Isabel, que ingressou como trainee e hoje ocupa um cargo de liderança, acredita que o projeto foi decisivo para o seu crescimento. “Aprendi a macro gerenciar uma equipe, planejar ações estratégicas, lidar com conflitos e ainda ganhei ferramentas técnicas. Mas, mais que isso, a Ecos me deu propósito. A gente fica pelo vínculo, pela cultura, pela transformação que vivencia aqui dentro”, resume.
Com quase três décadas de história, a Ecos Jr. segue como espaço de experimentação, inovação e cidadania, onde jovens comunicadores aprendem na prática os desafios — e as responsabilidades — de atuar no mercado com ética, propósito e impacto social.

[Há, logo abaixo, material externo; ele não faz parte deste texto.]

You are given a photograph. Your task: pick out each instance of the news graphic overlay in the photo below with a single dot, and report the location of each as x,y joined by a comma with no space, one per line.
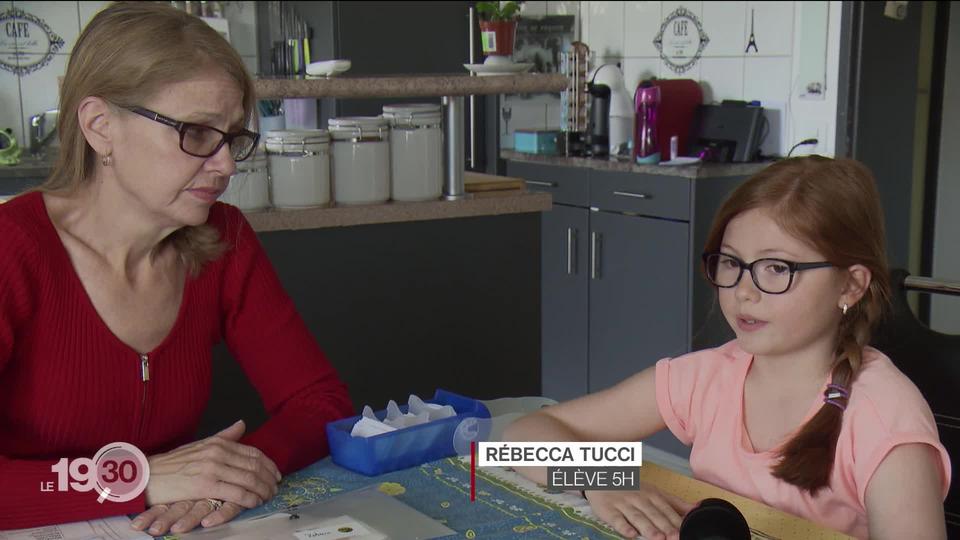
571,465
119,472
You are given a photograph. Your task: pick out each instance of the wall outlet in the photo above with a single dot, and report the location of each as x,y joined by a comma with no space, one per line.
895,10
808,130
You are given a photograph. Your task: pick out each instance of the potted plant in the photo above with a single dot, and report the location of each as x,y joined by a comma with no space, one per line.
498,27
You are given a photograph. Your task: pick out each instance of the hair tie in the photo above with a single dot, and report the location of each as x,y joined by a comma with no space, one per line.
835,392
837,389
836,404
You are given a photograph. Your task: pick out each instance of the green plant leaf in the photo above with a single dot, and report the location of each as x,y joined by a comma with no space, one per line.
490,9
509,10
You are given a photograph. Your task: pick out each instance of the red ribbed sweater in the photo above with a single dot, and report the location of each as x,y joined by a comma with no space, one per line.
68,385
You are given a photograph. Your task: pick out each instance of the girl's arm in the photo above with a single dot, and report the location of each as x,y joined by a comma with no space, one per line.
625,412
904,498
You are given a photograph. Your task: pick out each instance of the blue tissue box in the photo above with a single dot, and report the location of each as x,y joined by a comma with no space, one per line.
536,142
402,448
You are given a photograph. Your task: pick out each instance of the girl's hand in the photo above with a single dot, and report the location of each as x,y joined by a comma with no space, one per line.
183,516
647,511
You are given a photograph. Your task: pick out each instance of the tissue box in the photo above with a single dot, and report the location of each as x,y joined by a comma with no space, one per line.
536,142
402,448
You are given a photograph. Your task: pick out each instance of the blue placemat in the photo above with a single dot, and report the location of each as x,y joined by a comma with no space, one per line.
441,490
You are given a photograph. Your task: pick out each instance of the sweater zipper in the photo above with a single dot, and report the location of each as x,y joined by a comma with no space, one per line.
144,377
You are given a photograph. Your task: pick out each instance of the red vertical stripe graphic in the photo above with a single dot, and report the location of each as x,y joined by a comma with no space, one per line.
473,471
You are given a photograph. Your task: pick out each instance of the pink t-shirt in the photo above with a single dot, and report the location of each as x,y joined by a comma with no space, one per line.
700,397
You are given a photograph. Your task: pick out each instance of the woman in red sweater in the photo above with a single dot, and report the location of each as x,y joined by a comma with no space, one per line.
121,273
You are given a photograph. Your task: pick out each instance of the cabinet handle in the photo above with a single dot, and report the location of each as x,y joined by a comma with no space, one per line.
542,184
633,195
595,239
571,249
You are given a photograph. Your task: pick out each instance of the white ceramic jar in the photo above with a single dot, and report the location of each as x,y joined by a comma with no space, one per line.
248,188
361,159
416,151
299,167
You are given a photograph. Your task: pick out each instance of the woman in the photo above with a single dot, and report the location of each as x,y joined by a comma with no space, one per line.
122,272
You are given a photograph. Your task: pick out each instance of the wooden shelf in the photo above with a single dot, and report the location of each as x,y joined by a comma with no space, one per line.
411,86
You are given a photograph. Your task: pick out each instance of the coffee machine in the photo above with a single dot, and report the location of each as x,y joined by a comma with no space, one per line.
598,132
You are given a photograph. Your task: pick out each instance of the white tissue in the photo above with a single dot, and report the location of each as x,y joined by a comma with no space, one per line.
419,413
435,412
368,427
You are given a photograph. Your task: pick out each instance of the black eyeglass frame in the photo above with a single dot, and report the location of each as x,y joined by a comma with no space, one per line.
793,266
181,127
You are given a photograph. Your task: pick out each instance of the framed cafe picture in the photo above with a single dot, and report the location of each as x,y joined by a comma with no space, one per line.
681,40
28,41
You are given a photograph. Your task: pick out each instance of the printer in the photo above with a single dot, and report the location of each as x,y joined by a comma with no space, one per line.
728,132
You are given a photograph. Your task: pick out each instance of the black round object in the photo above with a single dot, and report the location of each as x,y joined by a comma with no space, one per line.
714,519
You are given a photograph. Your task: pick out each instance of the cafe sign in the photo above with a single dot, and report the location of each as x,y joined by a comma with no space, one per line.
27,42
681,40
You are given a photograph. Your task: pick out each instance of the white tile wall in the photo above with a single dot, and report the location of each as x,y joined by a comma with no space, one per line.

Criado pelo professor de Publicidade e Propaganda José Soares Júnior, o projeto de extensão Núcleo de Produção Audiovisual – mais conhecido pelo nome fantasia “Janela” – surgiu com o objetivo de aproximar estudantes da prática audiovisual dentro da Universidade Federal do Espírito Santo (Ufes).
“Quando cheguei à Ufes, em 2010, eu já vinha de outra faculdade, onde participei da TV universitária por 11 anos. Percebi que aqui não havia um espaço de aglomeração de interessados pela produção audiovisual. O curso de Cinema estava apenas começando. Então, criei o projeto como forma de reunir quem se interessava por esse campo”, explica o professor.
Para ele, a importância do projeto está na ponte entre teoria e prática. “Ter um espaço para aplicar os conceitos aprendidos em sala de aula funciona como um solidificador dessa teoria. Percebo que quem participa de projetos assim leva essa experiência para a sala de aula. Isso cria conexões, fortalece o aprendizado e gera crescimento. A prática e a teoria se complementam e se reforçam mutuamente.”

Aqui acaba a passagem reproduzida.